Give us housing delivery data or else, city is warned
The following article was published in the Cape Times of 6th July 2011.
The Right2Know campaign is threatening further action against the City of Cape Town if it has not provided all the information requested in a PAIA application over a month ago.
Murray Hunter, national co-ordinator of the Right2Know Campaign, said that documents from the city were delivered yesterday.
“It is a huge pile of information that we received from the city, but is it actually answering the questions we asked?” said Hunter.
On May 24, community organisers from Blikkiesdorp, Zille-Raine Heights, Newfields Village Anti-Eviction Campaign and the Mandela Park backyarders joined Right2Know and submitted applications to the city requesting access to information about housing delivery and resettlement plans.
The group submitted Promotion of Access to Information Act (PAIA) applications demanding access to budget reports, resettlement plans for families, housing allocation plans and documents showing land ownership in their communities.
The city was to provide a response within 30 days of the applications.
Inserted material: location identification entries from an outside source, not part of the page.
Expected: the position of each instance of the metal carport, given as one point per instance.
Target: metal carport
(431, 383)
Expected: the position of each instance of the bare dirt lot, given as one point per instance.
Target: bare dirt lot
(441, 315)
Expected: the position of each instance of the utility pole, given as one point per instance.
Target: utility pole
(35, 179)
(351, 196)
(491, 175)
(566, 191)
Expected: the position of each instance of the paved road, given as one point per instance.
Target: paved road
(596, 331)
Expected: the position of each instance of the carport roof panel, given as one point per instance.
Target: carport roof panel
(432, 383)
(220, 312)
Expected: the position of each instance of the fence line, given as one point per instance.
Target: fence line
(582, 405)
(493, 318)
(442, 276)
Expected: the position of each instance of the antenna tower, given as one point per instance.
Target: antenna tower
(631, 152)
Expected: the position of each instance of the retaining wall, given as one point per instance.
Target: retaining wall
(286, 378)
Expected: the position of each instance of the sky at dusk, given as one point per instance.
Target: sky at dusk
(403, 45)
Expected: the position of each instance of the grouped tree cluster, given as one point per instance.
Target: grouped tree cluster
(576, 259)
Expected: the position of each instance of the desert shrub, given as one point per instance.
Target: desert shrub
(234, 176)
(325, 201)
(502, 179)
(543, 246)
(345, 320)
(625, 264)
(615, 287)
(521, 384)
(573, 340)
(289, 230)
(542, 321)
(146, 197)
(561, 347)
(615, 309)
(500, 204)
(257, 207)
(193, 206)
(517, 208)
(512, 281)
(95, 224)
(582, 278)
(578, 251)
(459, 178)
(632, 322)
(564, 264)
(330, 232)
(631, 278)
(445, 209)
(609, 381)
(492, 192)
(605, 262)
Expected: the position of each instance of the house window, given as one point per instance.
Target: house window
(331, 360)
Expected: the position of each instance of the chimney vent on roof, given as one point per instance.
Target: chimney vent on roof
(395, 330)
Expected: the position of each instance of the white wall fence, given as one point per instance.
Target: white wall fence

It had not responded within the 30 days, but did ask for more time and now the group was going to sort through all the information, Hunter said.
If the information they received from the city was not what they were looking for, the group was planning to take further action.
“We will decide in the next 48 hours if our demands have been met or not and we are planning to take to the streets in larger numbers next week,” Hunter said.
Matilda Groepe, co-ordinator of the Blikkiesdorp Anti-Eviction Campaign, said that she is tired of waiting for a response from the city about resettlement plans.
“The city has been playing a cat-and-mouse game with us,” Groepe said.
“We have been living in temporary housing for three years and want to know what they had in mind when they built that informal settlement.”
Once the Right2Know group gains access to the information, the next step is what the group will be able to do with it, Hunter said.
“These documents are not going to give them clean water or a recreational facility, so it’s part of a much longer, stronger process,” Hunter said.